Sent from Petguide.com Free App


----------



## Cat 53 (Aug 26, 2012)

We paid £650 for Max actually it might have been £750 damned if I can remember now! Lol. But he is worth every penny and his father was DNA tested.


----------



## rellek (Jun 12, 2013)

Ludo was $200 to reserve and then $600 at time of pick-up, so $800 total.


----------



## erinafare (Dec 9, 2012)

Poppy was £600 no record of checks were told parents had been checked. Bought from puppy farm 
Boycie £695 with all checks and DNA all papers and parents pedigree copies given to me. Breeder vet


----------



## Tinman (Apr 23, 2013)

Ralph £750
Ruby £800
Both checked, health papers and seen with parents, (ruby with mum & dad)
I would say in uk average is £600 - £800
Some breeders will charge £1000, (too much in my personal opinion) or charge extra for "rare" colours


----------



## JasperBlack (Sep 1, 2012)

Cat 53 said:


> We paid £650 for Max actually it might have been £750 damned if I can remember now! Lol. But he is worth every penny and his father was DNA tested.

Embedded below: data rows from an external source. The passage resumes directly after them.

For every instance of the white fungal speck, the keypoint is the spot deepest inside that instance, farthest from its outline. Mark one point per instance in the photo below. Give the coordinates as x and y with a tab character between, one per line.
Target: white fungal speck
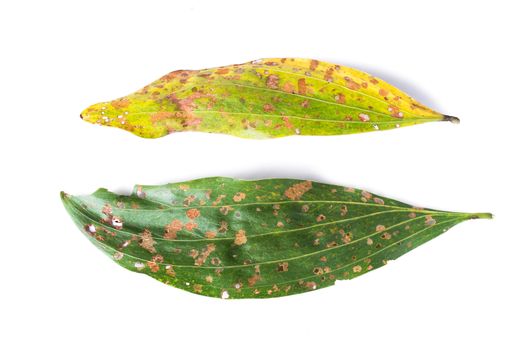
117	223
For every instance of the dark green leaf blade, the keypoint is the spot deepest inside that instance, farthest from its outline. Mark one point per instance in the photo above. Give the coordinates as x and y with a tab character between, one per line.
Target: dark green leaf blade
223	237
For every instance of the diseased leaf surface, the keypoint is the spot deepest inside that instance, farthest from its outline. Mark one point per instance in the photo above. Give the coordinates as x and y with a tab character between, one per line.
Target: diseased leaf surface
229	238
262	99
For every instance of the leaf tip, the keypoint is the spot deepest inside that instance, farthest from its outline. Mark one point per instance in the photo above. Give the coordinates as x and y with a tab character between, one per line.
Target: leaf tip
64	197
449	118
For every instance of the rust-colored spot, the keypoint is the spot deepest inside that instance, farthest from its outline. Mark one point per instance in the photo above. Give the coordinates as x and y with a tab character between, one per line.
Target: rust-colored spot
160	116
328	75
193	213
240	237
318	270
210	234
351	84
189	226
238	197
254	278
272	81
172	229
340	98
147	241
202	258
302	86
121	103
222	70
226	209
296	191
288	87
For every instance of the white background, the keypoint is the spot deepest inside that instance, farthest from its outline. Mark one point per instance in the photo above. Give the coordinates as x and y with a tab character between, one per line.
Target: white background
466	289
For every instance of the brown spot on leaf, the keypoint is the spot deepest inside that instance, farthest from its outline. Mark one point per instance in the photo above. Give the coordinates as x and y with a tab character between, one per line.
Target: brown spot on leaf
202	258
254	278
296	191
210	234
302	86
121	103
193	213
289	88
189	226
238	197
224	226
225	209
172	229
147	241
240	237
222	70
351	84
272	81
162	115
328	75
378	201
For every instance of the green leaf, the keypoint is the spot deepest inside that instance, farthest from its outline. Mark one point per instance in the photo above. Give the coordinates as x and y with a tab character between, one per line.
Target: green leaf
223	237
264	99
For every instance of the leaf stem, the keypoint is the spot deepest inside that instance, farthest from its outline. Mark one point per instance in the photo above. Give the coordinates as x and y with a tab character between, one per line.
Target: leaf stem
481	216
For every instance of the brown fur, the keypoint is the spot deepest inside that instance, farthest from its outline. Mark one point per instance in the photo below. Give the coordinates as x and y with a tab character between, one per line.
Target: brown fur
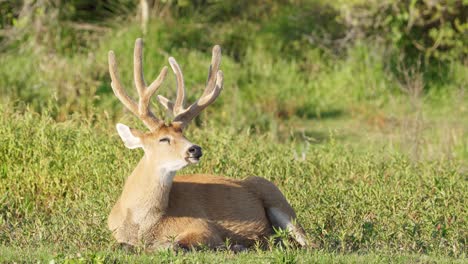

Same here! £650 😃 he's priceless and I adore every bit of him x


Sent from my iPhone using Tapatalk - now Free


----------



## tessybear (May 1, 2011)

I paid £950 each for mine. When people ask I don't tell them, but my cockapoo friends are different!


----------



## Tinman (Apr 23, 2013)

tessybear said:


> I paid £950 each for mine. When people ask I don't tell them, but my cockapoo friends are different!


Ha that's nice x
If your not in the ILMC club, the your not in the know!! :spy:
(Always wondered when I'd get the chance to use that little emoticon)


----------



## RangerC (Jan 23, 2013)

Barney was £750 although the breeder put the price up for the others in the litter to £850 once he realised that reds would fetch a higher price.


----------



## John B (Nov 1, 2013)

Hi (this is my first time replying so hope it's right) I brought JJ home on Tuesday I paid £550 for him off a farm 10 mins drive from home both parents had health tests and dad had his eye test clear (he was a cheeky chappie) raised in farm kitchen. I also got copies of parent KC papers and puppies ancestry and copy of dads test


----------



## fairlie (Sep 7, 2013)

Sounds perfect! Congratulations.  What is his name?


----------



## fairlie (Sep 7, 2013)

oops, missed the JJ. Does it stand for anything?


----------



## Lexi&Beemer (May 5, 2013)

Beemer and Lexi were $500 each - but $100 discount for the second. Had to pay for their airplane tickets $300 for the first and $100 for second. So overall, Beemer was $800 and Lexi was $500.


----------



## Lexi&Beemer (May 5, 2013)

Lexi&Beemer said:


> Beemer and Lexi were $500 each - but $100 discount for the second. Had to pay for their airplane tickets $300 for the first and $100 for second. So overall, Beemer was $800 and Lexi was $500.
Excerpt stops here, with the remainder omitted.